Launching parallel network tasks using xargs whilst minimising context switching overhead

Asked Sep 25 '17 at 06:40

Active Sep 25 '17 at 18:07

Viewed 116 times

I want to run 100 networking (non cpu intense) jobs in parallel and want to understand the best approach.

Specifically is it possible to run 100+ jobs using xargs and what are the drawbacks?

I understand that there is a point where there is more context switching being done then actual packet processing. How to understand where that point is and what is the best way to minimise it?

For example, are there better tools to use other then xargs, etc?

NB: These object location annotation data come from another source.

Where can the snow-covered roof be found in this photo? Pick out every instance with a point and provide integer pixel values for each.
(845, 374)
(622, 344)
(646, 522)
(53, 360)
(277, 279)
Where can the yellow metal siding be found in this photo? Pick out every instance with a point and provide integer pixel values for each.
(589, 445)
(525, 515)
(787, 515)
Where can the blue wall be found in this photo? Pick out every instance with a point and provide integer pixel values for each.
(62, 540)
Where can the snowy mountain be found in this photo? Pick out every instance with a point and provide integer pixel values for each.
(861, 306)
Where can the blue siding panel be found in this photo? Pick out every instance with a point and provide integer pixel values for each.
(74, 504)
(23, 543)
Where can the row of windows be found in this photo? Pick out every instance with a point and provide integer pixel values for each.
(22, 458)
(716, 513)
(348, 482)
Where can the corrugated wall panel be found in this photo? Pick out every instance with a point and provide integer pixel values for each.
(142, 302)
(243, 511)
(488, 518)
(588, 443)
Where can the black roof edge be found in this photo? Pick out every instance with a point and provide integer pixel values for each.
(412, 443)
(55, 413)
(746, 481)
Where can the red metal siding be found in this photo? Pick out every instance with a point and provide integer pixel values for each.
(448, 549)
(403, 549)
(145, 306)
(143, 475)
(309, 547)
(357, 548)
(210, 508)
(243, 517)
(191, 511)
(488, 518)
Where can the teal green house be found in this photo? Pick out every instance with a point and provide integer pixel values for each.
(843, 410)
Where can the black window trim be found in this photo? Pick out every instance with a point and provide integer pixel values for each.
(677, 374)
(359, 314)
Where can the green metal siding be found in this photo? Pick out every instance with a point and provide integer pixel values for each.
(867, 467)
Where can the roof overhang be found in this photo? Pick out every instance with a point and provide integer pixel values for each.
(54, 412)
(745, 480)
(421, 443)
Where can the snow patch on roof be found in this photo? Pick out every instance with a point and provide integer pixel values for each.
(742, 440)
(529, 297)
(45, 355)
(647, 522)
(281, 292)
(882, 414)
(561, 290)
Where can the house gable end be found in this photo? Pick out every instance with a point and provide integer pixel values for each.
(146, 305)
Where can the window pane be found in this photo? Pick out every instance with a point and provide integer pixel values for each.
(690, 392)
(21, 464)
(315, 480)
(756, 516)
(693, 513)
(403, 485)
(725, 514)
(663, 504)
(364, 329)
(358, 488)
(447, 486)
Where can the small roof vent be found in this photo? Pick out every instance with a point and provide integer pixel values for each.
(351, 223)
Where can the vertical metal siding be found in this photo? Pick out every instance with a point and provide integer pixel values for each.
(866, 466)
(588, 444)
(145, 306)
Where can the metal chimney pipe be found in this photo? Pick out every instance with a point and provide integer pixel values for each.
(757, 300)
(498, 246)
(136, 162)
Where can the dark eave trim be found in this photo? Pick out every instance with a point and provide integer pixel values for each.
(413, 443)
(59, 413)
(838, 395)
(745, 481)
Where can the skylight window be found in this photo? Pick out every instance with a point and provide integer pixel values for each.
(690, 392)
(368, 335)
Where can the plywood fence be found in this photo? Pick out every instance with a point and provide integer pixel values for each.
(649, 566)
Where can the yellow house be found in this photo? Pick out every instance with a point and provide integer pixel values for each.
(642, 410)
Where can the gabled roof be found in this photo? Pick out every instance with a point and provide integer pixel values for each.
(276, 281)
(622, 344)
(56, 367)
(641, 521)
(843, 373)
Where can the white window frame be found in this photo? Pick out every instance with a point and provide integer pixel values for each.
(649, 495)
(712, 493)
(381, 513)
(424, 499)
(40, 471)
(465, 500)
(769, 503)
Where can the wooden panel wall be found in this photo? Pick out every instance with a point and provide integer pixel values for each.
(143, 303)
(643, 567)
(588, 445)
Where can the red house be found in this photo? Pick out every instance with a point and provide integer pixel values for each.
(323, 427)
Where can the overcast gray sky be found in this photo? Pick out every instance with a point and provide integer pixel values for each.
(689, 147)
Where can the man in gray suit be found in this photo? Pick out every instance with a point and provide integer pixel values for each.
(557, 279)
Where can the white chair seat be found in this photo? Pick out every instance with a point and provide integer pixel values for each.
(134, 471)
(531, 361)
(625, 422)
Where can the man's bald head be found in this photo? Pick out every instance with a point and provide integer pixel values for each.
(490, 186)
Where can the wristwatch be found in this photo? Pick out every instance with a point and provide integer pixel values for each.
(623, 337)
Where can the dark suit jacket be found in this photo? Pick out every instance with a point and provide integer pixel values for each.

edited Sep 25 '17 at 12:17

asked Sep 25 '17 at 06:40

Darthtrader

Just loop over the file and call the function for each? It's just a loop. – Martijn Pieters Sep 25 '17 at 06:41
@MartijnPieters I've updated the post to make the objective much clearer. The main concern is the viability of launching 100+ network jobs and minimising context switching overhead at the same time. – Darthtrader Sep 25 '17 at 12:23
I kinda feel that this might be too broad, but I reopened anyway. – Martijn Pieters Sep 25 '17 at 12:55

1 Answers1

Better will often be a matter of taste.

Using GNU Parallel you can do something like this to fetch 100 images in parallel:

seq 1000 | parallel -j100 wget https://foo.bar/image{}.jpg

If you want data from 100 servers and you get a full line every time:

parallel -a servers.txt -j0 --line-buffer my_connect {}

Or:

parallel -a servers.txt -j0 --line-buffer --tag my_connect {}

GNU Parallel is a general parallelizer and makes is easy to run jobs in parallel on the same machine or on multiple machines you have ssh access to.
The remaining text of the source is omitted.